Was haben das Coachella-Festival, Edeka und die Gemeindefeuerwehr Großrückerswalde gemeinsam? Sie alle haben eine Pressestelle. Doch wie arbeiten die Pressestellen und was macht eine:n gute:n Sprecher:in aus? Volontärin Eva-Maria Gey hat nachgefragt.
Pressestellen sind meist unsere ersten Anlaufstellen, wenn es um die Beschaffung von Informationen geht. In einigen Pressestellen kommen täglich hunderte Anfragen von Medienvertreter:innen an, in anderen bleibt es bei weitem ruhiger. Man könnte meinen, je weniger Andrang besteht, desto schneller oder umfangreicher fallen die Antworten aus. Doch der Schein trügt. Die Ansprechpartner:innen arbeiten auf unterschiedliche Weise. Einige geben Infos großzügig heraus, andere verhalten sich zurückhaltend bis knausrig.
Zunächst ein paar Beispiele, wann wir als (Lokal-)Journalisten in unserem Arbeitsalltag mit den Pressestellen in Kontakt kommen:
- Leser:innen schreiben uns per Mail oder auf Facebook, dass sie gehört haben, das Schwimmbad in ihrer Stadt oder Gemeinde ist höchst sanierungsbedürftig und muss sehr bald geschlossen werden. Wir wenden uns an die zuständige Pressestelle und fragen, ob das Gerücht wahr ist. Falls ja, haken wir weiter nach und erkundigen uns, was da los ist. Falls nein, Wasser marsch, entschuldigen Sie die Störung.
- Mit Beginn des nächsten Monats tritt eine neue Regelung im Einzelhandel in Kraft. Wir möchten gerne zusammentragen, wie die verschiedenen Märkte und Geschäfte die Umsetzung handhaben. Also fragen wir bei den Pressestellen von Rewe, Aldi und Co. nach und bekommen die Infos von offizieller Stelle. So verweisen beispielsweise die Mitarbeitenden oder Filialleiter:innen vor Ort häufig an die Pressestelle, da sie keine Aussage gegenüber der Presse tätigen dürfen.
- Die Pressesprecher:innen einer Stadt laden uns zum offiziellen ersten Spatenstich eines Kita-Neubaus ein. Vor Ort können wir dann auch mit den Sprecher:innen ins Gespräch kommen. Im Vorfeld oder im Nachgang senden sie uns nähere Infos zu, beispielsweise zu Kosten, Laufzeit und Nutzen des Projekts.

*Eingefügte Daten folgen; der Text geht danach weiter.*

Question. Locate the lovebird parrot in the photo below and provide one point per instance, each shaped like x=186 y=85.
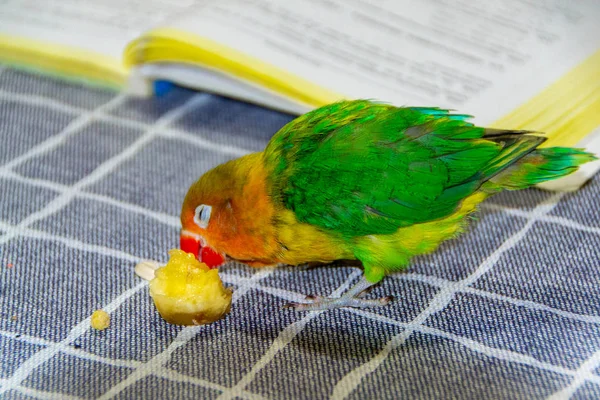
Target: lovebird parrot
x=360 y=181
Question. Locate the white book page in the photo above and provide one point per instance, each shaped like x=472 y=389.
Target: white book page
x=101 y=26
x=478 y=57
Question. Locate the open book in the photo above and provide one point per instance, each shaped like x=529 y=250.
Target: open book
x=514 y=64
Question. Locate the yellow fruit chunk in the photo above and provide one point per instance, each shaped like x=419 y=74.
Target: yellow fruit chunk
x=100 y=320
x=187 y=292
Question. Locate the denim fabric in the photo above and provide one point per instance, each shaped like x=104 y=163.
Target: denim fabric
x=91 y=183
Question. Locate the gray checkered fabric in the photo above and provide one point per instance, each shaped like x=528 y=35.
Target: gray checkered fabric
x=91 y=183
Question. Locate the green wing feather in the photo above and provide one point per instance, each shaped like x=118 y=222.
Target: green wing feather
x=361 y=168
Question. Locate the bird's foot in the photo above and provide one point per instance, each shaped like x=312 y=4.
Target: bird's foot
x=354 y=297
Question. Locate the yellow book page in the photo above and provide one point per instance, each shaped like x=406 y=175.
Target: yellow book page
x=68 y=62
x=79 y=39
x=168 y=45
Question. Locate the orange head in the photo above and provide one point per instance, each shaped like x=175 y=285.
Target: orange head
x=227 y=213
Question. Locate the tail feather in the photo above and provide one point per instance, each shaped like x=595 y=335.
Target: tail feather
x=542 y=165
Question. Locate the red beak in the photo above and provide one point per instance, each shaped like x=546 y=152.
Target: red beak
x=205 y=254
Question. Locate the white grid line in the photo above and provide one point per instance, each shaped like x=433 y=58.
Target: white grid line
x=352 y=380
x=203 y=143
x=55 y=205
x=581 y=375
x=39 y=394
x=72 y=351
x=72 y=127
x=553 y=219
x=72 y=243
x=158 y=361
x=101 y=115
x=178 y=377
x=441 y=282
x=166 y=219
x=283 y=339
x=41 y=357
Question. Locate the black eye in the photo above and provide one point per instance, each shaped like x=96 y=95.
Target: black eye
x=202 y=215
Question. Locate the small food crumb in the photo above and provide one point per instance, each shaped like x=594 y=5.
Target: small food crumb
x=100 y=320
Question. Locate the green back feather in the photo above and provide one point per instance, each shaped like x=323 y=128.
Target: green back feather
x=361 y=168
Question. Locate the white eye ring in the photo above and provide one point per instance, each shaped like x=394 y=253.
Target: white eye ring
x=202 y=215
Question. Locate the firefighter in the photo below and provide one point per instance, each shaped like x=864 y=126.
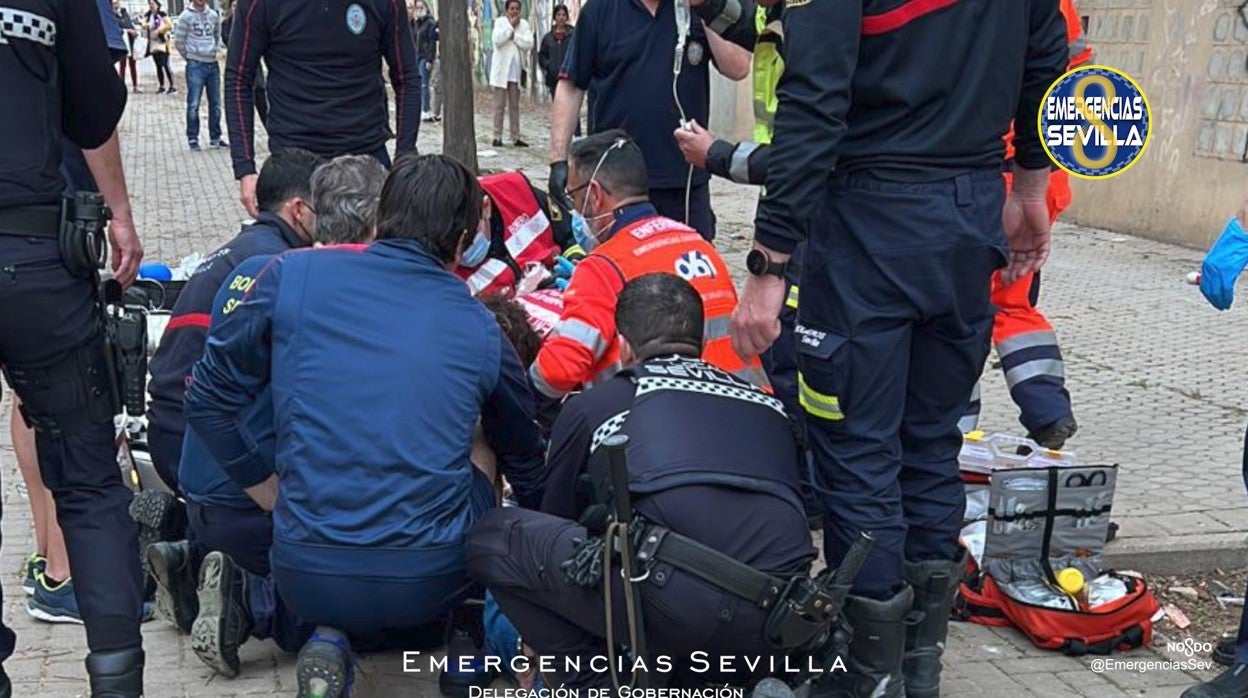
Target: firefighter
x=625 y=237
x=901 y=204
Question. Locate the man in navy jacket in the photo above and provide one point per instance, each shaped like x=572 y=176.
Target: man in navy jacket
x=373 y=490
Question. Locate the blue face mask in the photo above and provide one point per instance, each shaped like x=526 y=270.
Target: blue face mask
x=474 y=254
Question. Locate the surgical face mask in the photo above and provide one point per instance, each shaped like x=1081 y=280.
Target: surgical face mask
x=474 y=254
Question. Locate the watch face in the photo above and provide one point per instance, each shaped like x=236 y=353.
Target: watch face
x=756 y=262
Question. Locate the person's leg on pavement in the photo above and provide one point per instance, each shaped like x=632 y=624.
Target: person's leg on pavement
x=196 y=78
x=214 y=88
x=426 y=91
x=50 y=330
x=513 y=104
x=499 y=109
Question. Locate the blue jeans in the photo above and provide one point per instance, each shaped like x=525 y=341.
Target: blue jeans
x=201 y=76
x=423 y=66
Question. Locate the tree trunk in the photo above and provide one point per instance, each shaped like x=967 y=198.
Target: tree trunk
x=459 y=131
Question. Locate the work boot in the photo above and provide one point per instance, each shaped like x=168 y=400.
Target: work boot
x=872 y=664
x=1053 y=436
x=323 y=668
x=116 y=674
x=1231 y=683
x=935 y=583
x=176 y=597
x=224 y=622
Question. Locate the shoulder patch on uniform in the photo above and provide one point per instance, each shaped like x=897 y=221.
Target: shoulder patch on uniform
x=356 y=19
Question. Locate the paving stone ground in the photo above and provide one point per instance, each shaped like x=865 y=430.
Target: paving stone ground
x=1156 y=375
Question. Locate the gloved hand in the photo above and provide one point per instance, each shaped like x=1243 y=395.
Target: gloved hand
x=557 y=186
x=563 y=267
x=1223 y=264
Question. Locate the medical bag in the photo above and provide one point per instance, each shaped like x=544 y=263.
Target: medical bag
x=1035 y=520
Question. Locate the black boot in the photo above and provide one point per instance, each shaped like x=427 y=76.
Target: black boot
x=224 y=622
x=935 y=584
x=1231 y=683
x=872 y=664
x=116 y=674
x=170 y=565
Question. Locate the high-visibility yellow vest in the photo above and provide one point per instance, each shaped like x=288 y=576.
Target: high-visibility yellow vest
x=768 y=68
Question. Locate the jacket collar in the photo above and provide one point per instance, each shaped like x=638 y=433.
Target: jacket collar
x=406 y=249
x=630 y=214
x=287 y=232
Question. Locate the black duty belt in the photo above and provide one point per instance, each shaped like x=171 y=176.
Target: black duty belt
x=706 y=563
x=31 y=221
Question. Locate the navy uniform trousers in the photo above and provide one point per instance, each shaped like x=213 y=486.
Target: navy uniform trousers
x=516 y=553
x=892 y=332
x=46 y=316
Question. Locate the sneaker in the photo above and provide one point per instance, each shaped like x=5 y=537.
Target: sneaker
x=454 y=683
x=1231 y=683
x=35 y=566
x=225 y=618
x=160 y=517
x=323 y=668
x=54 y=603
x=1224 y=652
x=176 y=597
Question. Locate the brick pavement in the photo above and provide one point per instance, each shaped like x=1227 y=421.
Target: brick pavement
x=1146 y=360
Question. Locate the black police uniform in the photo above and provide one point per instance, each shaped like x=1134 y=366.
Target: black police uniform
x=56 y=78
x=887 y=155
x=703 y=443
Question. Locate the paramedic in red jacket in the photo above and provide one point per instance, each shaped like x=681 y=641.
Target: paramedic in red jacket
x=625 y=239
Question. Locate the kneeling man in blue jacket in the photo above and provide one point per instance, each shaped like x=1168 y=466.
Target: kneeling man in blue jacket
x=380 y=365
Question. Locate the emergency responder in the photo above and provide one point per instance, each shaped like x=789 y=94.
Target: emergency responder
x=1026 y=344
x=1222 y=267
x=286 y=221
x=745 y=461
x=220 y=515
x=746 y=162
x=325 y=90
x=608 y=174
x=51 y=337
x=396 y=520
x=620 y=80
x=902 y=202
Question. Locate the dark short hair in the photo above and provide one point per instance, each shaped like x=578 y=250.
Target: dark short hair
x=286 y=175
x=622 y=172
x=514 y=322
x=431 y=199
x=659 y=310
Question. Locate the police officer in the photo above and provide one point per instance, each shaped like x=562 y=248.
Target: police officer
x=901 y=199
x=714 y=441
x=51 y=340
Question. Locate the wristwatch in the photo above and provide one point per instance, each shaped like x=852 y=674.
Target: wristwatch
x=759 y=264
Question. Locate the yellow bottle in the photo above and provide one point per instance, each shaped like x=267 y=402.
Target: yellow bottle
x=1071 y=581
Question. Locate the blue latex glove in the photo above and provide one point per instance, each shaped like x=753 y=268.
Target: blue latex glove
x=563 y=267
x=1223 y=264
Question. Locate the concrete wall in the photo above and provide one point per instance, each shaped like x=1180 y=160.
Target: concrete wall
x=1189 y=58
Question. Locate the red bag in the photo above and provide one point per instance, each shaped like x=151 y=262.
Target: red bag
x=1117 y=626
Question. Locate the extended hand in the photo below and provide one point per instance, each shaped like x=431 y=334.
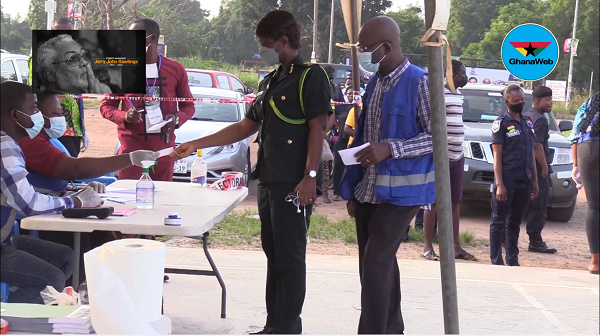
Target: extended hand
x=307 y=190
x=138 y=156
x=184 y=150
x=374 y=153
x=501 y=194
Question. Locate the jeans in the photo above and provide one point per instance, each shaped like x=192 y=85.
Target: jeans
x=31 y=264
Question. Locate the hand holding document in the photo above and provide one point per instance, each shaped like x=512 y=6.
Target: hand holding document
x=347 y=155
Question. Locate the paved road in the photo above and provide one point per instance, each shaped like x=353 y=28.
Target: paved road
x=492 y=299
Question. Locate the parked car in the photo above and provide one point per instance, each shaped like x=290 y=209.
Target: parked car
x=14 y=68
x=219 y=80
x=482 y=104
x=208 y=119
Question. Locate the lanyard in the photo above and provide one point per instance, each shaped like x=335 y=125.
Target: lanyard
x=151 y=90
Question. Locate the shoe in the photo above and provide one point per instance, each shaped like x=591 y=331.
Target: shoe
x=265 y=330
x=540 y=247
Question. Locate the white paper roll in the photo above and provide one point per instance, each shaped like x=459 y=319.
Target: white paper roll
x=125 y=285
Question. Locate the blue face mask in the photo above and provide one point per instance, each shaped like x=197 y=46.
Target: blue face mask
x=365 y=60
x=38 y=123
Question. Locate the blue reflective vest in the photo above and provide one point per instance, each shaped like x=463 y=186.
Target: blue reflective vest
x=405 y=181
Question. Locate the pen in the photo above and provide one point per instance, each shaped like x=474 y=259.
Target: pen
x=115 y=201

Wir sind immer sehr dankbar, wenn die Pressestellen mit Informationen auf uns zukommen – wie im Beispiel des Spatenstichs. Mitunter ist das aber nicht der Fall, sodass wir auf Hörensagen oder den Zufall angewiesen sind. In dem Fall treten wir dann tendenziell häufiger mit negativen Anfragen oder Angelegenheiten auf.
Doch was zeichnet gute Pressearbeit (aus unserer Sicht) aus? Und wie empfinden die Sprecher:innen die Arbeit mit uns Journalist:innen, die ständig mit nervigen Fragen und einem Sack voll Recherchearbeit um die Ecke kommen? Um die Zusammenarbeit auch aus anderer Perspektive kennenzulernen, habe ich mit Frances Mildner gesprochen, der Pressesprecherin der Stadt Limbach-Oberfrohna.
Frances Mildner ist 46 Jahre alt, seit 22 Jahren Pressesprecherin der Stadt und vermutlich die Personifikation des Wortes patent. Während meines kurzen Zwischenstopps in der Lokalredaktion „Chemnitzer Umland“, zu der Limbach-Oberfrohna gehört, habe ich schnell gemerkt, dass auf die Stadtsprecherin Verlass ist. Jede Woche kam ein Überblick per Mail mit allen Veranstaltungen, die für Medien interessant sein könnten. Auf Anfragen antwortete sie schnell und ausführlich und wusste immer, an wen man sich wenden kann, sollte sie mal keine Auskunft geben können.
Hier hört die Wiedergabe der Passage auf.